Starbuck’s dark eyes filled the slots in the blackness of his mask with darker curiosity. “Why, Arienrhod? Why all this over a Summer brat you’ve never even seen? First the boy to get her here; now this, because she’s gone — What in seven layers of hell could she possibly be to you?”
“She is something to me—” she took a breath, held it, “was something to me, and I could not begin to explain to you, even if I wanted to.” She had given him only the skeleton of the matter, no flesh on the bones, when his jealousy of the boy’s presence had begun to make him unmanageable. As long as he was certain her interest in other lovers was superficial, he was content; but Sparks was something more, and she was not the only one who realized it. She disliked Starbuck’s possessiveness, but like his other weaknesses it had its uses. And so she had told him of the girl’s existence, but not the reason behind it… “Since she’s gone now, there’s no reason for you to know what she was, in any case. Forget about her.” As I must…
“And the boy?” resentfully.
“Forget about him, too, if it makes you feel better.” She saw him frown. The more one withdraws, the more eagerly one is pursued. She thought of Sparks Dawntreader. “Concentrate on LiouxSked, and you’ll make me feel much, much better.” She reached out, touched his arm lightly.
He nodded, easing under her touch. “What about PalaThion? It was her fault the smugglers got off-planet at all. You want me to-arrange something for her, too?”
“No.” She glanced away toward the Hall of the Winds. “I have other plans for her. She’ll pay her debt… believe me, she will. Now go. I want it to happen soon.”
He bowed, and left the hall. She sat alone in the vast white silence.
14
Sparks lay spread-eagled across the bed in his private suite of rooms, his fingers tracing the tendrils of an alien vine across the elaborately carven headboard, and retracing them. Gone. She’s gone . repeating the words as he repeated the pattern, over and over. But he had no strength to believe — no strength to react, to move, to feel. No tears. How could she be gone — gone from his world as irretrievably as if she had died? Not Moon, who had been a part of his life from the day he was born. Not Moon, who had pledged herself to be a part of him forever…

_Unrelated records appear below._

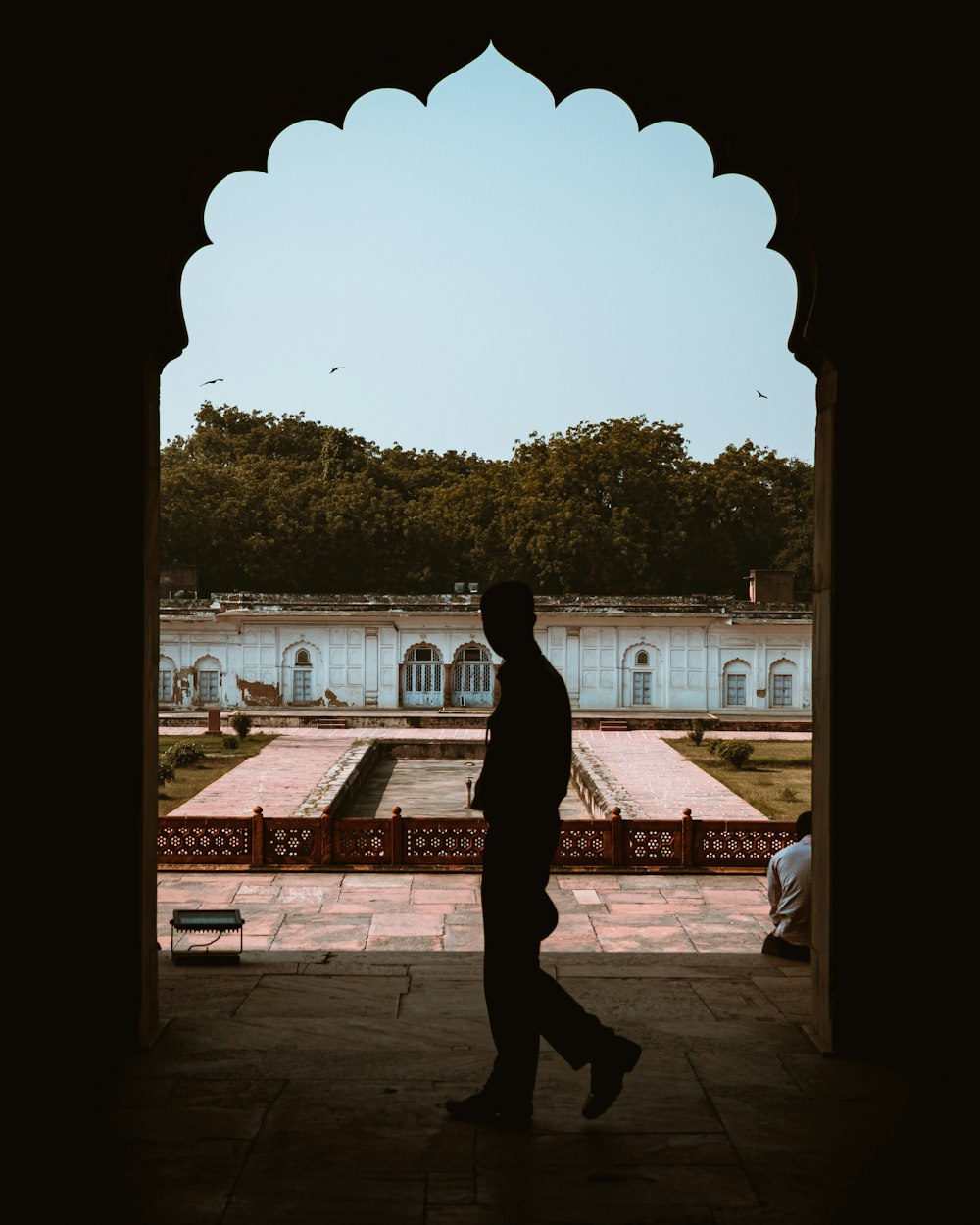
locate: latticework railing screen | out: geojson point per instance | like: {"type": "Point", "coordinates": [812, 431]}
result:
{"type": "Point", "coordinates": [204, 841]}
{"type": "Point", "coordinates": [427, 842]}
{"type": "Point", "coordinates": [584, 843]}
{"type": "Point", "coordinates": [292, 843]}
{"type": "Point", "coordinates": [457, 843]}
{"type": "Point", "coordinates": [739, 843]}
{"type": "Point", "coordinates": [653, 843]}
{"type": "Point", "coordinates": [362, 841]}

Moon who had broken her pledge, and become a sibyl. Why? Why had she done that to him? Why had she done this to him now? Because shed believed he was never coming back? Then why hadn’t he gone back to Neith long ago! If he’d been there when she came home, this wouldn’t have happened.
But he hadn’t gone back. First because of all that had gone wrong, and then, after the Queen had come to find him, because of everything that had gone right. And always, because of Carbuncle. Neith and the whole of Summer’s world seemed as distant and gray as a bank of fog now; the only reality was the kaleidoscope of city images that had expanded his senses and his awareness until he would never be content in that narrow world of islands and sea again. The Sea… the sea was no more than a film of water on a ball of stone to the people of the city. They swore by a thousand gods, and prayed to them rarely — and the answers they really wanted they got from their machines.